Enter the politics....
It was an advisory council to LBJ who were charged with the task of coming up with a way to sell anti-pollution policy to the American public. They latched on to recent research that was suggesting that atmospheric levels of CO2 were on the rise. This rise was attributed to the consumption of fossil fuels for energy. This was pretty good evidence that human activity was having a significant impact on the environment. But what was missing was how this could be converted into a
need for policy. What was the impact on American lives? There was the potential health side effects pollution. (You really should read your own link; it lays out how the committee first wanted to make a public health case about pollutants.) But instead they came up with
a newly hatched hypothesis about CO2 levels becoming a direct factor for massive climate change.
This is important for you to understand:
The idea that the planet was warming and that CO2 was to blame was born inside a politician's round table chamber.

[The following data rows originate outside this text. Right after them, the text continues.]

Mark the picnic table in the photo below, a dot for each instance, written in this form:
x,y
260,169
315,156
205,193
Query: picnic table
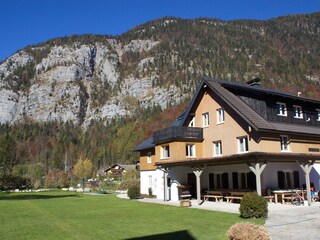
x,y
235,195
217,195
284,194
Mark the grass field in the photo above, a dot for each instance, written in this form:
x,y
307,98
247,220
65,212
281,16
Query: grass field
x,y
68,215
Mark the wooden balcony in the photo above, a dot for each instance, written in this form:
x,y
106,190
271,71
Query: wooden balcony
x,y
176,133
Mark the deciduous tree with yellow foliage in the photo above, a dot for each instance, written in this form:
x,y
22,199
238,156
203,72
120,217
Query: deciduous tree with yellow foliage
x,y
83,169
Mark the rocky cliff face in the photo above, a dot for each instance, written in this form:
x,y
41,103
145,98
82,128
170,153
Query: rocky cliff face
x,y
64,84
93,77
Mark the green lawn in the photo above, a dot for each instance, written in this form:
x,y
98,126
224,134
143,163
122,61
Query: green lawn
x,y
68,215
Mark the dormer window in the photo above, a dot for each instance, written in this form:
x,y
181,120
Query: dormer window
x,y
190,150
284,141
297,112
243,144
217,148
192,122
205,119
282,109
149,157
220,115
165,152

Now, I know what you're going to say....you're going to accuse me of weaving a conspiracy theory. But that's not at all what I'm doing. There's no conspiracy about it. There's no malicious plot afoot. The problem is a simple matter of bias and conflicting interests, as well as well intended but misguided flaws in reasoning. Once the political hypothesis of global warming was hatched government action and money was poured into studying the idea further. This, on its surface would sound all well and good, right? There was a big problem, however, because the same arrogance, rush to judgement, and over emphasis of geologically insignificant time scales took hold and led to an equally flawed conclusion; that the world was rushing head first into dramatic and catastrophic warming. The first attempts to study man-made global warming were inherently flawed
because they were attempts to study man-made global warming when they should have been attempts to study the climate and verify whether climate change was occurring at all, and what the causal agents actually were. The government funded studies
to measure global warming but not to
verify global warming.
This is how climate science, as we know it today, was born as in independent field of study. As people attempted to join the field, they were essentially required to sign onto the belief of man-made global warming as a result of CO2. There was no consideration for testing the hypothesis, it was merely assumed. It wasn't long before it became educational material. The scientists who were being paid with government grants to
study global warming "verified" that it was real, and next thing you knew was that budding scientists could not emerge without first accepting the hypothesis as scripture. Again, while you're probably going to accuse me of making a conspiracy theory I want to point out that
there's no conspiracy here, just a series of well intended but misguided events that have led to erroneous conclusions.
And that's a paranoid conspiracy theory.
And that's why you're not taken seriously. Your science and logic stinks, and all you have is conspiracy theories.
There is alot of evidence and research emerging that challenges the underlying assumptions of AGW theory. But you consistently reject it as being paid propaganda from oil companies. And you want to talk to me about alleged conspiracy theories?